Personal information
- Born: June 22, 1975 (age 51) Mersin, Turkey

Career history

Coaching
- 1995: Mersin Türkmenspor
- 1997–2004: Darüşşafaka (assistant)
- 2004–2006: Darüşşafaka
- 2007–2008: Mersin Büyükşehir Belediyesi
- 2008–2009: Turkey (assistant)
- 2008: Air Avellino (assistant)
- 2008–2012: Erdemirspor
- 2012–2014: Tofaş
- 2014–2016: Anadolu Efes (assistant)
- 2016: Anadolu Efes
- 2016–2017: Alba Berlin
- 2018: Darüşşafaka
- 2021–2022: Tofaş
- 2023–2024: Çağdaş Bodrumspor
- 2025: Karşıyaka Basket
- 2025–2026: Bursaspor
- 2026–present: Fenerbahçe (women)

= Ahmet Çakı =

Turkish basketball coach

Ahmet Çakı (born June 22, 1975) is a Turkish professional basketball coach who is the head coach for Fenerbahçe of the Women's Basketball Super League (KBSL).

==Coaching career==
On June 20, 2016, Çaki was appointed as head coach of Alba Berlin of the German Basketball Bundesliga.

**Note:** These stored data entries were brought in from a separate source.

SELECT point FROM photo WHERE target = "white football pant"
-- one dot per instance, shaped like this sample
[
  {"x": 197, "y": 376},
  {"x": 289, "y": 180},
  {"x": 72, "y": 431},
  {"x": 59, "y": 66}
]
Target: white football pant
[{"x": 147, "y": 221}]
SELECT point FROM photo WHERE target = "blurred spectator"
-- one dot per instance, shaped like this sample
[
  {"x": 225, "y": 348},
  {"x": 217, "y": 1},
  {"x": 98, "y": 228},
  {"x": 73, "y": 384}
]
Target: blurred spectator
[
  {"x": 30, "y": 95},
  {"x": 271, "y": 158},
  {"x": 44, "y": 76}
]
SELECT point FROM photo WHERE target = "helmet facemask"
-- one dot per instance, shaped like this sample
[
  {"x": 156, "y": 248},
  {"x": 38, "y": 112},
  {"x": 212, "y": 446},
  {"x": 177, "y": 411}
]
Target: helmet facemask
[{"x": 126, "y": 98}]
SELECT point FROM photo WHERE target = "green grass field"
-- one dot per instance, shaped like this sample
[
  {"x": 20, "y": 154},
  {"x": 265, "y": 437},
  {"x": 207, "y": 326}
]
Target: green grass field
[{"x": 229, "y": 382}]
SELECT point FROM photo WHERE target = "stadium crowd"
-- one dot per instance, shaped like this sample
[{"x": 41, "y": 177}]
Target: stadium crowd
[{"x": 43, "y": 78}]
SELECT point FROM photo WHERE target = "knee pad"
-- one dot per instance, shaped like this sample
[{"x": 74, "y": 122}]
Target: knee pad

On June 20, 2018, Çaki returned to Darüşşafaka for a second stint as the new head coach.

On November 26, 2021, he has signed with Tofaş of the Turkish Basketbol Süper Ligi (BSL).

On December 21, 2023, he signed with Çağdaş Bodrumspor of the Basketbol Süper Ligi (BSL).

On April 27, 2024, Çağdaş Bodrumspor finished the 2023-2024 season 15th place and relegated to second division league with Çaki.

On March 28, 2025, he signed with Karşıyaka Basket of the Basketbol Süper Ligi (BSL).

On November 11, 2025, he signed with Bursaspor of the Basketbol Süper Ligi (BSL).